1998年に、オランダのDVS Recordsの前身レーベルZizania Entertainment Groupよりリリースされた1stアルバム。彼らにとっては、最初で最後となってしまった作品。Forever Timesは、オランダで毎年開催されている第1回ProgPower Europe Festivalにも参加した経緯を持っております。柔和なシンフォニック的ロックとProg Metalを融合させたかのようなサウンドが特徴でありましょう。彼らの場合は、オランダの南部地域を中心にライブ・ギグなどを展開し活動していたようです。このバンドの場合は、オランダ方面のバンドに見られるように、Prog Metalタイプのバンドに代表されるハードエッジな要素と、伝統的なシンフォニック・ロックの影響を受けたサウンドを融合しようと頑張っていた様子が、作品を通して感じられます。ブックレットを見る限りでは、かなり若い年齢層のメンバーで構成されています。
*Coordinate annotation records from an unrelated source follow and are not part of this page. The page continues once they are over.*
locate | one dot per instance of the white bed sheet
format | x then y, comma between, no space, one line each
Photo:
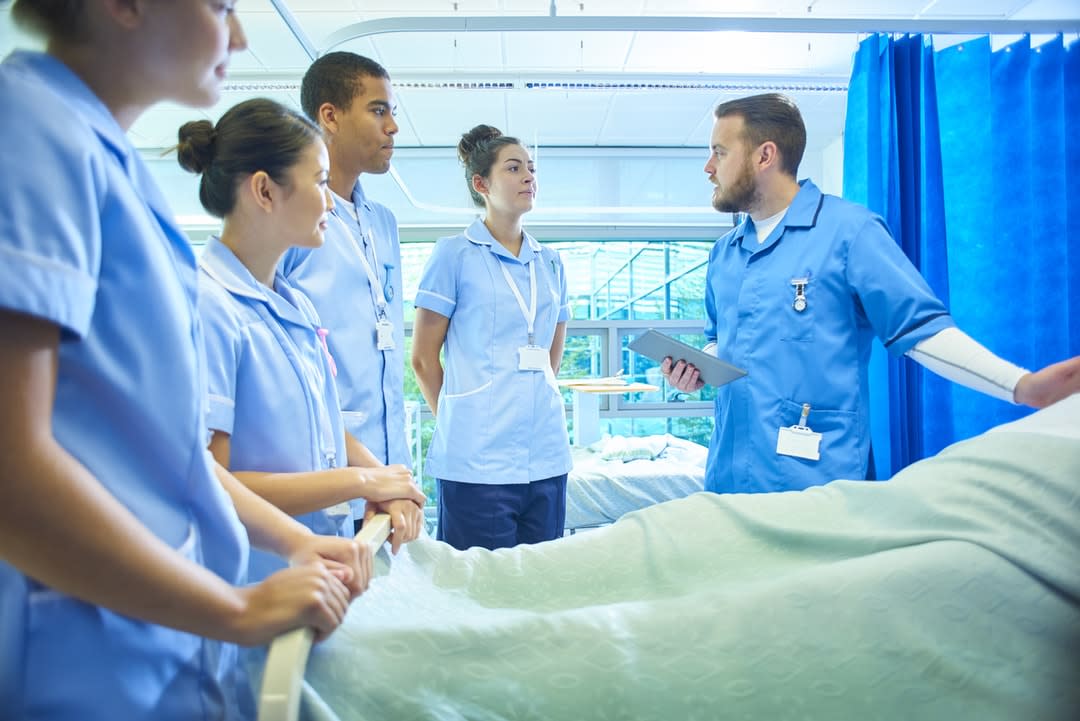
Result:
950,592
601,490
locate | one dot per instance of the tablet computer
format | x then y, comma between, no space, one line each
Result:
658,347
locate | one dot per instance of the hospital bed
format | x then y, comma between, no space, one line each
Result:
950,592
620,474
283,678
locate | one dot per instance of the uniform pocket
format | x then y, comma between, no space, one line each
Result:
840,440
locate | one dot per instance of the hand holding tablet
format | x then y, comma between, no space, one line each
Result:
711,369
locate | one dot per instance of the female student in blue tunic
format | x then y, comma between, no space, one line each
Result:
274,417
123,545
496,299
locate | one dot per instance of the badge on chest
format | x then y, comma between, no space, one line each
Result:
799,440
532,357
385,335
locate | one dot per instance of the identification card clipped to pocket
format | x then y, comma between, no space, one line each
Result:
532,357
385,335
799,440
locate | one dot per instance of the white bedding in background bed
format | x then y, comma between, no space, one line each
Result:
603,487
950,592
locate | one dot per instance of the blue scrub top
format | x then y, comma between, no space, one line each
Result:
860,284
496,424
270,383
370,382
88,243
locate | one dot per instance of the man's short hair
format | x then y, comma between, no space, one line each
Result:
771,117
336,78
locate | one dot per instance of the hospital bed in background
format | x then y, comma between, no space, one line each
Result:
949,593
621,474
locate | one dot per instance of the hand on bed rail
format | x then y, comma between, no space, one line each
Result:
406,519
349,560
309,595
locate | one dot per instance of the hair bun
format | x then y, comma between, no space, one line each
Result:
474,138
194,149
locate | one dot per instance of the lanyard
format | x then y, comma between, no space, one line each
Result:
378,296
528,313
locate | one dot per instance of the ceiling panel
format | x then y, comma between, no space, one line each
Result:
742,53
595,52
692,69
650,118
272,44
558,118
441,52
440,117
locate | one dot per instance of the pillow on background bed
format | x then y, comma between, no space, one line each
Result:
621,448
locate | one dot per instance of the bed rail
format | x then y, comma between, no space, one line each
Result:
282,679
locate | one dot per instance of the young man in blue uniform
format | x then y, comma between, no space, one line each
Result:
355,279
795,295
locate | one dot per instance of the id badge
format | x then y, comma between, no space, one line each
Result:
385,335
532,357
800,441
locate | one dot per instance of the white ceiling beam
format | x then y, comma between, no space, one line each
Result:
295,28
672,24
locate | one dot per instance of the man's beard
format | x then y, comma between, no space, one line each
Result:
740,196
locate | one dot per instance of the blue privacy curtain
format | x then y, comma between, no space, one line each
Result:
972,158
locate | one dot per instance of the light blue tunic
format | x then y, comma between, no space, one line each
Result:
496,424
370,382
859,285
270,383
88,243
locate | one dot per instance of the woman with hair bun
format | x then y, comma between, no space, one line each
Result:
123,546
273,410
495,299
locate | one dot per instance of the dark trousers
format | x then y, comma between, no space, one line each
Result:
500,516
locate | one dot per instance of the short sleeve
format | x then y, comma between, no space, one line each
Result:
437,290
50,209
221,340
895,298
564,302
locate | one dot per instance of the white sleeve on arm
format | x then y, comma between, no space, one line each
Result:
957,356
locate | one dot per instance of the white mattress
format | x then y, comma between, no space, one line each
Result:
601,488
950,592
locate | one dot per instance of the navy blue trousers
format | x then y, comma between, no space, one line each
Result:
500,516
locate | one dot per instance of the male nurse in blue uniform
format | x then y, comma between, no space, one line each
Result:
355,279
796,295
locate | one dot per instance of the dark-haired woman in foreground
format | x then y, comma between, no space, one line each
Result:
123,545
273,405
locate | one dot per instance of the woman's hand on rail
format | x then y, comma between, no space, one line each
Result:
406,520
310,595
389,483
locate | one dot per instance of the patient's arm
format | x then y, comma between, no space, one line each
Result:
429,334
1051,384
958,357
126,568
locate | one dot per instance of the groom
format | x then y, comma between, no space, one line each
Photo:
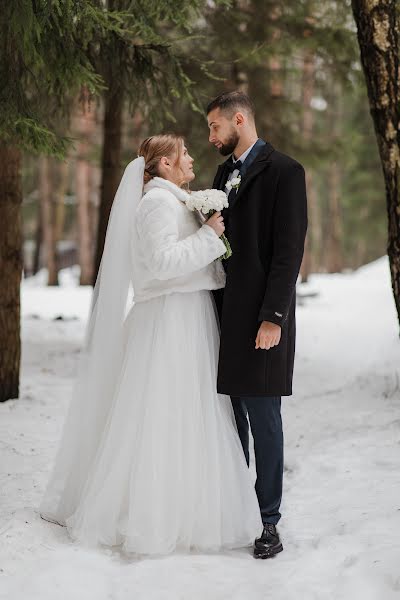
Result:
266,225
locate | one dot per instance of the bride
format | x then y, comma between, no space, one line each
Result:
150,459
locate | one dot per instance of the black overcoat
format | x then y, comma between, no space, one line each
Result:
266,228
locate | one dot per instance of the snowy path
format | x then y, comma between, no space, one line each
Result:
341,507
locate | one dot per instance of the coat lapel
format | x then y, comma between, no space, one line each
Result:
219,177
257,166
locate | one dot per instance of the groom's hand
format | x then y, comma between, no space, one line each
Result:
268,336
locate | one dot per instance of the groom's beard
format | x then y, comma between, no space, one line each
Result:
229,146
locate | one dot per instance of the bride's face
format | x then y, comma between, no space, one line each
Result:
180,172
185,167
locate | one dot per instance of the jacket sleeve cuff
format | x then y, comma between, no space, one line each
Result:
276,317
215,240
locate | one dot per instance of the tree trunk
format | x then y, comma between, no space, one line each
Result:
38,242
10,271
378,37
59,209
334,250
47,219
311,246
110,164
85,126
334,234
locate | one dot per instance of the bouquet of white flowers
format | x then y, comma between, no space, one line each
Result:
207,202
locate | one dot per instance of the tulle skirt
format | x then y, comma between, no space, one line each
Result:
169,473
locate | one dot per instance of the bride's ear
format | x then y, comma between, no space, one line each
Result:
165,162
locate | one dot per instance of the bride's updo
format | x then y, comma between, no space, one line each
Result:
155,147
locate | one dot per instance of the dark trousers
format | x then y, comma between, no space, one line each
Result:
264,415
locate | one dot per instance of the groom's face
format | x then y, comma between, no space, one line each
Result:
223,132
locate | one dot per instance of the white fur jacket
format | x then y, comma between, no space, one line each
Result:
171,250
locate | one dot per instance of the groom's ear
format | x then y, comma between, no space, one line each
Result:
239,119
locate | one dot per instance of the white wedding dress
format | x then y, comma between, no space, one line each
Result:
150,459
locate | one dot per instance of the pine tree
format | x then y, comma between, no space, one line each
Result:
143,69
378,26
43,59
女性シンガーのLaura Van Drielを軸にした、どちらというと繊細な心象風景を描いたソング・オリエンテッドな音楽性を大事にしていることを注目したいです。女性ボーカルをいかした、ソフトで優しく語り掛ける楽曲もありますが、意外なことにアップテンポで疾走する場面が登場する楽曲も目立ちます。特にアップテンポからスピーディーな側面を持っている楽曲では、Neo-ProgやSymphonic Rockの影響を見せつつも、それこそ勢いのあるDutch系Hard Rock/Melodic MetalやEuro Metalの様相を帯びております。個人的に面白いなーと思ったのは、特にオープニングのIn The Eye of Passionや、2曲目のSystem of the Heart辺りで出てくる展開や演奏部分などから、(ほんの瞬間的な時間にしか過ぎませんが)、不思議なことに日本のプログレハードバンドのMarge Litchにも通じるかのようなファンタジックさをかすかに感じとることができました(・・・ちなみに、彼らの間に、共通項がたくさんあるとか、スタイルが酷似しているという訳では決してありません。誤解なきよう、よろしくお願いします・・・・)。やはり若いバンドだけに、かなり勢いと力強さを感じ取ることができ、そこが彼らの強みでありましょう。
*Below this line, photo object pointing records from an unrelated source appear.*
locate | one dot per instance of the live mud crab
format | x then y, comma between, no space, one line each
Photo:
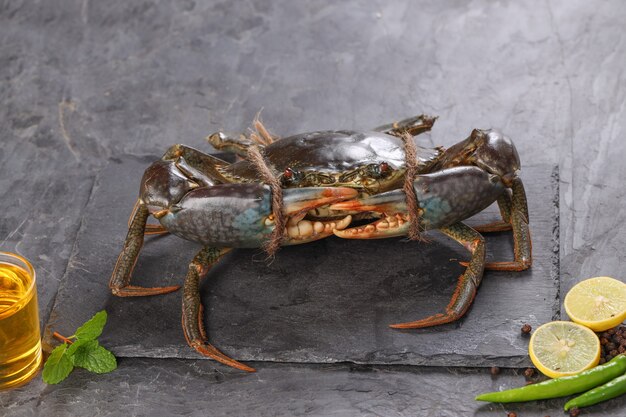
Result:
330,181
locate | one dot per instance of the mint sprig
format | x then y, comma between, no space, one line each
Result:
84,352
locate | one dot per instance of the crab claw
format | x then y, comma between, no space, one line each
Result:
239,215
445,197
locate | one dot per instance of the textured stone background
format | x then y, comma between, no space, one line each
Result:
82,82
324,302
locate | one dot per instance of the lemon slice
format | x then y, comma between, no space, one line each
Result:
598,303
561,348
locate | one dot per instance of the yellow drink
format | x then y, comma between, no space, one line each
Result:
20,343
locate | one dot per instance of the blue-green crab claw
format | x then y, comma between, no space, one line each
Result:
239,215
445,197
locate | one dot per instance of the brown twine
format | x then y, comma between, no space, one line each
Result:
268,176
410,154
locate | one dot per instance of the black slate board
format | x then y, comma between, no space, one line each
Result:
328,301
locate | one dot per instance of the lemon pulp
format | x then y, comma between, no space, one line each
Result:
598,303
561,348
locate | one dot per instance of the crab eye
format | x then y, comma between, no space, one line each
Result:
380,170
291,177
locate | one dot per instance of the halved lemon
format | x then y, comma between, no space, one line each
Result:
562,348
598,303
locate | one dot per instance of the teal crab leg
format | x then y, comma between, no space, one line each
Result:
122,273
413,126
193,311
522,243
468,282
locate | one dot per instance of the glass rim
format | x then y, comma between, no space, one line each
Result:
29,269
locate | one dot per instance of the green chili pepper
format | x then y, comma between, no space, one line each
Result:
611,389
560,387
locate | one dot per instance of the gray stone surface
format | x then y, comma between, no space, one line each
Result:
82,81
328,301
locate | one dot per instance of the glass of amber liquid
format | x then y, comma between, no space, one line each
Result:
20,342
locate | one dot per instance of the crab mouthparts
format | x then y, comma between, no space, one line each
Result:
388,226
300,230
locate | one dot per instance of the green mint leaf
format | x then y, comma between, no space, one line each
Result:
93,357
93,327
58,366
78,343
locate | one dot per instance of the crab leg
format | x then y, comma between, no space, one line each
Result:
413,126
192,307
122,273
522,244
149,229
468,282
504,204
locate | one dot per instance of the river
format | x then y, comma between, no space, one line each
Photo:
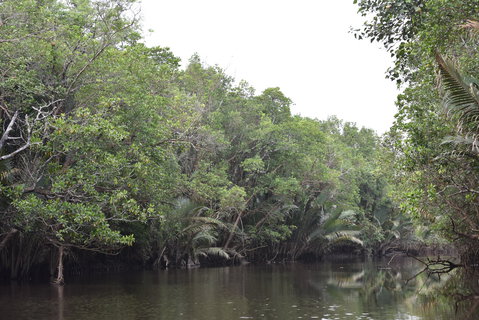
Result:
335,290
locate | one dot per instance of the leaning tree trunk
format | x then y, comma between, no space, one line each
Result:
60,279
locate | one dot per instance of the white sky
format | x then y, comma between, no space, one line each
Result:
301,46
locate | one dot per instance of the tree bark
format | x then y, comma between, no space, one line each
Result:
7,237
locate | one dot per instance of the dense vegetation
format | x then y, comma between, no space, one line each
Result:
114,153
434,44
109,146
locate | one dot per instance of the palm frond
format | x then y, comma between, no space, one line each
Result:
344,236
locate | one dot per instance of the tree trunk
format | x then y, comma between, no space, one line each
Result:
238,219
60,280
7,237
演奏面においては、後にForever Timesの意思を引き継いだThe Dust Connectionでも見られる、凝ったアレンジ面や分かりやすい展開などが既にここで花開いております。他のバンドと比べると柔和な部分や静かなパートでは、Lauraの歌声がスタンドアウトするように気を配っております。歌だけをとってみると、少しThe GatheringLacuna Coil辺りが好きな人にもアピールする歌声や歌メロなのではないでしょうか?。特に楽器陣は、テクニカルに攻めまくるわけではありませんが、要所や部分的なところでは、Martijn Balsters君のギターが唸りを挙げてNeo-Prog〜Prog Metalの中間地点を彷徨うリードやソロを味わうことができます。割とバッキングをキーボードサウンドが支えうる部分が結構あるのですが、思ったほどキーボードソロやリードは目立ちません・・というか殆ど登場しないのが、ちょっと物足りないかな。でも、このバンドは若さと勢いを持っていたので、もしも2ndアルバムが出ていたならば、もっと違った側面を出しつつ、各メンバーがアレンジ面でもいいものを出していたかもしれません・・・。
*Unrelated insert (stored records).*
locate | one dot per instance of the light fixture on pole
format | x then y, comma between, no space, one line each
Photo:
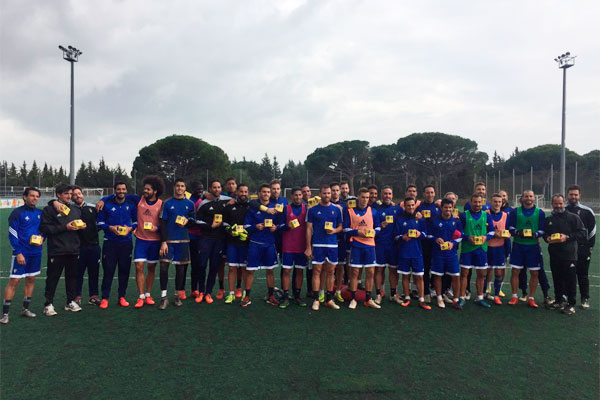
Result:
564,61
71,54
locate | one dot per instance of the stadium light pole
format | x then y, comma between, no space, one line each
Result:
564,61
71,54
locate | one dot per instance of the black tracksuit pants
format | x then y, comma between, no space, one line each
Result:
56,264
564,275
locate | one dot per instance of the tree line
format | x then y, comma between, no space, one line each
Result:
449,162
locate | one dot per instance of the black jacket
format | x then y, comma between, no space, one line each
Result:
235,214
568,224
89,235
54,225
589,221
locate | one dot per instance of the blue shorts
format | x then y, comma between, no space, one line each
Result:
179,253
237,256
386,254
526,255
322,254
146,251
445,265
496,257
261,256
406,265
31,268
291,260
474,259
342,252
362,257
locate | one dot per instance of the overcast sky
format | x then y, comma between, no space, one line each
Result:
285,77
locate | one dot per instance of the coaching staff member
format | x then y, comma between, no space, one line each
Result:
563,231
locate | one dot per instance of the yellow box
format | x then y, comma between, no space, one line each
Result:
478,240
36,240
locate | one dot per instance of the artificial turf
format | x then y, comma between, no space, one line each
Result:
225,351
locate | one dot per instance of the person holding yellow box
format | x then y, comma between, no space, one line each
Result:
564,230
323,223
478,229
26,241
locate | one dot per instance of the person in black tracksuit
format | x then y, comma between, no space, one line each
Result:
213,237
569,230
584,251
63,249
89,249
237,249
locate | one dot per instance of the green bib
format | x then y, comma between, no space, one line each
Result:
531,222
474,227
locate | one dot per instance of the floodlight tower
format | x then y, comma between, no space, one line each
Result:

後にLaura Van Drielは、試行錯誤をしながらデモ作品を作っていた頃のSun Cagedにゲストスポットとして参加して美しい歌声を披露したりと、Forever Timesと並行して活躍が期待されておりました。・・・このForever Times個人的には、まだまだ荒削りながらも、着実にステップアップしてくれるのではなかろうか?と期待を込めておりました。ところが、・・・・Lauraが突然Prog RockやSymphonic Rockテイストの音楽に興味がなくなり、離脱。Forever Timesは、空中分解寸前まで行きました。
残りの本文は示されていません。